All Seasons was first listed by J.J.H. Gregory & Son, of Marblehead, Mass in 1886.  A few years later it makes an appearance in Burpee's 1890 Farm Annual as "Novelty" under the name "The Vandergaw". 

A good mid-season cabbage for those regions with a moderate to warm summer.

 All seasons cabbage is heat resistant and resistant to yellows. 

Was once widely planted in South Texas as an early type.

Can also be used in the Northern states for a late variety.

Plants are 12-14" high and 30-36" wide. 

All Seasons cabbage produces fine heads that are about 10-11" across and average about  11-14#s

Widely used for sauerkraut, but excellent in other applications as well.

 1890 Burpee Seed Catalog says about All Seasons Cabbage....

"As now improved this is a valuable market gardeners cabbage for a succession.  The heads are very hard and solid, round, flattened on the top, of the very best quality, and ready to market very nearly as early as Early Summer Cabbage, while the heads are much larger in size.  It is a very sure-heading varieties, noted for its ability to stand the hot summer sun and dry weather.  It is called "All Seasons" because it is as good for Autumn or winter as it is for early market."


Seed Planting Depth

Seeds per gram

Germination Temperature

Days to Germination

Row Spacing

Plant Spacing

100' Row Yield


1/4" 190-300 45-75 5-10 18" 24" 100 lb. Full

Planting Tips:

Start spring seedlings 4-5 weeks before transplanting.  Start fall transplants 2-3 months before first frost.  Transplant out to the garden when 3” tall at least 90 days before your first frost in midsummer.  When transplanting, enrich soil with a little blood and bone meal.  Needs cool temperatures to head properly – will bolt in heat.  Keeping soil evenly moist is a must for a healthy crop.
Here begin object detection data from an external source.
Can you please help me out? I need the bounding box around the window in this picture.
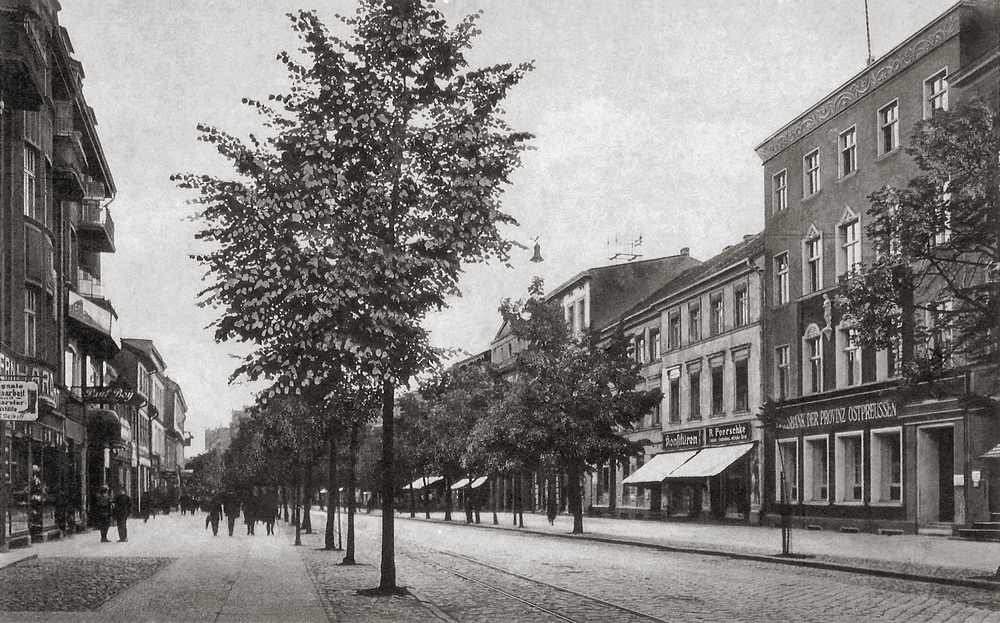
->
[924,69,948,119]
[805,236,823,292]
[710,357,726,416]
[840,218,861,274]
[774,346,791,400]
[802,436,830,502]
[774,439,799,504]
[667,312,681,349]
[834,431,865,504]
[802,149,819,197]
[23,145,39,220]
[839,328,861,387]
[871,428,903,504]
[667,368,681,422]
[774,251,789,305]
[805,336,823,394]
[709,292,726,335]
[733,351,750,413]
[649,327,660,363]
[878,101,899,156]
[771,171,788,213]
[838,128,858,177]
[733,284,750,327]
[688,303,701,342]
[688,364,701,420]
[24,288,38,357]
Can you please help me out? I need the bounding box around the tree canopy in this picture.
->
[840,102,1000,381]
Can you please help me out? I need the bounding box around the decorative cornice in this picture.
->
[756,12,959,162]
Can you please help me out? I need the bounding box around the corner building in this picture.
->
[757,0,1000,534]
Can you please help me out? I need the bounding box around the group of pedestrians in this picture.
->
[94,487,132,543]
[204,487,278,536]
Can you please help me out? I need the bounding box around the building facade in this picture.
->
[757,0,998,533]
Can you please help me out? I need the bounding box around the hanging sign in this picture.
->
[0,381,38,422]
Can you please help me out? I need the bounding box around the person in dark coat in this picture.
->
[205,493,222,536]
[94,487,111,543]
[243,490,260,535]
[222,491,240,536]
[111,487,132,543]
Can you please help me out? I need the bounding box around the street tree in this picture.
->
[498,281,662,534]
[175,0,531,592]
[839,101,1000,385]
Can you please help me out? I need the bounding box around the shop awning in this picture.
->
[668,443,753,479]
[622,450,698,485]
[451,476,488,489]
[979,446,1000,459]
[403,476,444,491]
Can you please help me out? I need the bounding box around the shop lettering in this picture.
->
[779,402,896,430]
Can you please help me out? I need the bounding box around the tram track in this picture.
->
[405,540,667,623]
Set out your spring cabbage transplants early enough so that they can mature before the heat of summer, about 5 weeks before the last frost. For a longer cabbage harvest, plant 2 or 3 varieties with different maturities.

Soil:  Surprisingly, heirloom organic cabbage will do well on heavy clay soil, although it prefers a rich heavy loam.  It delights in copious amounts of composted manure mixed into the soil bed.  Remember not to plant cabbage seed in the same place year to year.  The soil pH should be between 6.0 and 7.5 for optimum growth and to discourage clubroot disease.

Heirloom seeds are hardy, but always take care with your garden seeds to give them the appropriate amount of moisture - don't let the vegetable seeds dry out prematurely, and don't overwater and possibly have them rot.